Мальчикам очень хотелось посмотреть, как будут оживлять эти картонные фигуры, но мать увела их со двора домой. У Элизабет, проработавшей все утро на мосту, еще не высохли волосы, а зевала она так, что казалось, у нее вот-вот отвалится челюсть, но это не помешало ей приняться за Паоло и Тонино, которых она из последних сил вымыла, причесала и переодела. К тому времени, когда они – каждый с тщательно прилизанными мокрыми волосами, в ужасно неудобном широком белом воротнике поверх жесткой форменной курточки – спустились во двор, волшебство уже состоялось. Лента с заклинаниями была аккуратно вплетена в упряжь, а кучеру вложена внутрь бумажного кафтана. Четыре лоснящиеся белые лошади, готовые к выезду, били копытами, кучер восседал на козлах, поправляя салатно-зеленую шляпу.
– Великолепно! – воскликнул на ходу Старый Никколо, выпархивая во двор. И, переведя удовлетворенный взгляд с мальчиков на экипаж, скомандовал: – Влезайте, мальчики! Влезай, Доменико! Нам надо еще забрать Умберто из университета.

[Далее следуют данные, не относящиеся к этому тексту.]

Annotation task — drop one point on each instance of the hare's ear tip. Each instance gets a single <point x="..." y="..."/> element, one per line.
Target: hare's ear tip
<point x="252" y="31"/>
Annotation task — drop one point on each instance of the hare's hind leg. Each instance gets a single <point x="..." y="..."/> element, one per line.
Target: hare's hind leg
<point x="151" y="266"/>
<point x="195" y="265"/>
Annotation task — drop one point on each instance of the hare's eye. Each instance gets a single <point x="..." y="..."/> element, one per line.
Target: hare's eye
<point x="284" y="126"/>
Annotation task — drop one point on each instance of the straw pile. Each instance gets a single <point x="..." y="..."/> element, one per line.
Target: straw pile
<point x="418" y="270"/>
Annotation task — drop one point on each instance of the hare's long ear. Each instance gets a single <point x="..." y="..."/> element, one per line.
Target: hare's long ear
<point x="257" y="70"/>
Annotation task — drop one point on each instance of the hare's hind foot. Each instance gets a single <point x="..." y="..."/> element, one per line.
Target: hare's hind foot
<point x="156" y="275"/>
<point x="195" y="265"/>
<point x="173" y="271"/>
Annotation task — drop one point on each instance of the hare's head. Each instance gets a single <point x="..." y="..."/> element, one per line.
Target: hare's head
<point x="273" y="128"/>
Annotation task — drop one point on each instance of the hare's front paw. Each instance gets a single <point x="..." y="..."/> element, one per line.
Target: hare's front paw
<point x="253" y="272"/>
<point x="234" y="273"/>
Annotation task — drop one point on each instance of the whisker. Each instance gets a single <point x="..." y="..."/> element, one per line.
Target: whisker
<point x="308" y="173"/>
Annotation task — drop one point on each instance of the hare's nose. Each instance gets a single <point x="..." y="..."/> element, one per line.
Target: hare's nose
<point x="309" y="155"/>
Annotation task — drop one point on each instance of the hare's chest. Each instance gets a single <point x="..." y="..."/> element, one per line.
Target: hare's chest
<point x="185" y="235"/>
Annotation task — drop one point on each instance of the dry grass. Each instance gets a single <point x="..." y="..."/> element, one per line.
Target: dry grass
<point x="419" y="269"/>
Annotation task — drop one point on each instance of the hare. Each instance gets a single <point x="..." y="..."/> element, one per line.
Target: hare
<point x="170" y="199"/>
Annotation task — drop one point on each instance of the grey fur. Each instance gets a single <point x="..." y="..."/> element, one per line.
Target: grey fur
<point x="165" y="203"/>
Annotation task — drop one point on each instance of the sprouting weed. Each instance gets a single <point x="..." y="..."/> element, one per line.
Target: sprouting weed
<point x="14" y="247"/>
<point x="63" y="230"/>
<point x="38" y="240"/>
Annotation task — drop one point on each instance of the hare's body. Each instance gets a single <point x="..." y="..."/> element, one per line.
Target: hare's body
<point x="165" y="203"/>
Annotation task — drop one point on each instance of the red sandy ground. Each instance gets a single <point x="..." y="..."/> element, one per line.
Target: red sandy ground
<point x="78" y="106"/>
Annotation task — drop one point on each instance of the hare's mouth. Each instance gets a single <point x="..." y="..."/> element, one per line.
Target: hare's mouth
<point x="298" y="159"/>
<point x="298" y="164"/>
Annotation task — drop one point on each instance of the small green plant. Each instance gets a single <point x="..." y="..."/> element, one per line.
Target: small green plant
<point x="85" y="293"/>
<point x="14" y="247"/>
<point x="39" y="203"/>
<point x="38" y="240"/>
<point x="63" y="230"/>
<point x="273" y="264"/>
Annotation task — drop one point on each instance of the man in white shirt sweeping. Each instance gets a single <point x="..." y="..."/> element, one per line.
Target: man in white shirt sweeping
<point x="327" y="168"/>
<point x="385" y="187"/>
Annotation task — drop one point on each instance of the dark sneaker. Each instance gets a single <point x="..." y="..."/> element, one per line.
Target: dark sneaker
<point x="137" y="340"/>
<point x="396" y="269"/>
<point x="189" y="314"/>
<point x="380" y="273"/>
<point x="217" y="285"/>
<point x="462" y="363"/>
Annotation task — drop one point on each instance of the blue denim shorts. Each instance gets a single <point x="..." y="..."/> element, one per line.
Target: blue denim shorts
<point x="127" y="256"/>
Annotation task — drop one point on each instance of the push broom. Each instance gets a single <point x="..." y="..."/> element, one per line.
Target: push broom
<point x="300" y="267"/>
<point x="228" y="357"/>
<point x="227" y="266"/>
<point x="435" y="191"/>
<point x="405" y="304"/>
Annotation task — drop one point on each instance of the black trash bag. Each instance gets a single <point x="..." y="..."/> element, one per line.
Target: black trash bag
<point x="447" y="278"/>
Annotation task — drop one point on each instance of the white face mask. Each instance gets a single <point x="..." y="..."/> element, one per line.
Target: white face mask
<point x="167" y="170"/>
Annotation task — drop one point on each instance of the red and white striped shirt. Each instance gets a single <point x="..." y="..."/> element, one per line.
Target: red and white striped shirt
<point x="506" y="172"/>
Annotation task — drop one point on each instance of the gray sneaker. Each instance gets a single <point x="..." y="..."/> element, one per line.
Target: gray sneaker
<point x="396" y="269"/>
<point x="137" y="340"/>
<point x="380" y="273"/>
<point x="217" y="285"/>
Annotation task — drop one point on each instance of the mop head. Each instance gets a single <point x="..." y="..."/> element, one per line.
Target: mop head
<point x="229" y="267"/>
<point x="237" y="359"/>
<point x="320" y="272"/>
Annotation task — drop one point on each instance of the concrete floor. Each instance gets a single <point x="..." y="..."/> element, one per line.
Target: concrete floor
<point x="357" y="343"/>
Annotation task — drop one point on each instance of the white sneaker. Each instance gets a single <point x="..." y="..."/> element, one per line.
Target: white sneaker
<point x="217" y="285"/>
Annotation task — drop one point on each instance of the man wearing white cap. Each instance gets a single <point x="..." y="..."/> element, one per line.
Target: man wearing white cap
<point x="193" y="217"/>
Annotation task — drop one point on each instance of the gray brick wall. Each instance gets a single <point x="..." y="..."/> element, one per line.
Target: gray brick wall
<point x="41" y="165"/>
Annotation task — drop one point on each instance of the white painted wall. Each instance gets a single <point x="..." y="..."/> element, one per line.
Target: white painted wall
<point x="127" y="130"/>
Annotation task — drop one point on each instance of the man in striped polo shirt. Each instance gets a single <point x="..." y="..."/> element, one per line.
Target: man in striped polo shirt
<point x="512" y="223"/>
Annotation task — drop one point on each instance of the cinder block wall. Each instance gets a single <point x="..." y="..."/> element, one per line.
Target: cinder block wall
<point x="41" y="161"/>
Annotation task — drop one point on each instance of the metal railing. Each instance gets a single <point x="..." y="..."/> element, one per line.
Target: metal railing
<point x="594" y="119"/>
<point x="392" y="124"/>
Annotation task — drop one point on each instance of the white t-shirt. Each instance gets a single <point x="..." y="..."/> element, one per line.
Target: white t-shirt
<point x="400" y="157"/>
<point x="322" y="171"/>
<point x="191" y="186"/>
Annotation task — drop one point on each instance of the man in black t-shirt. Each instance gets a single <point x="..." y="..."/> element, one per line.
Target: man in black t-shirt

Тонино попрощался с Бенвенуто и полез в карету. Несмотря на уборку, внутри пахло плесенью. Тонино был рад, что дедушка в таком хорошем настроении. И все вокруг, видимо, тоже. А когда карета загромыхала к воротам, члены Дома Монтана провожали ее веселыми напутствиями. Старый Никколо улыбался и махал из окна. «Может быть, – подумал Тонино, – из посещения герцога выйдет что-то очень хорошее для нас и все волнения разом кончатся».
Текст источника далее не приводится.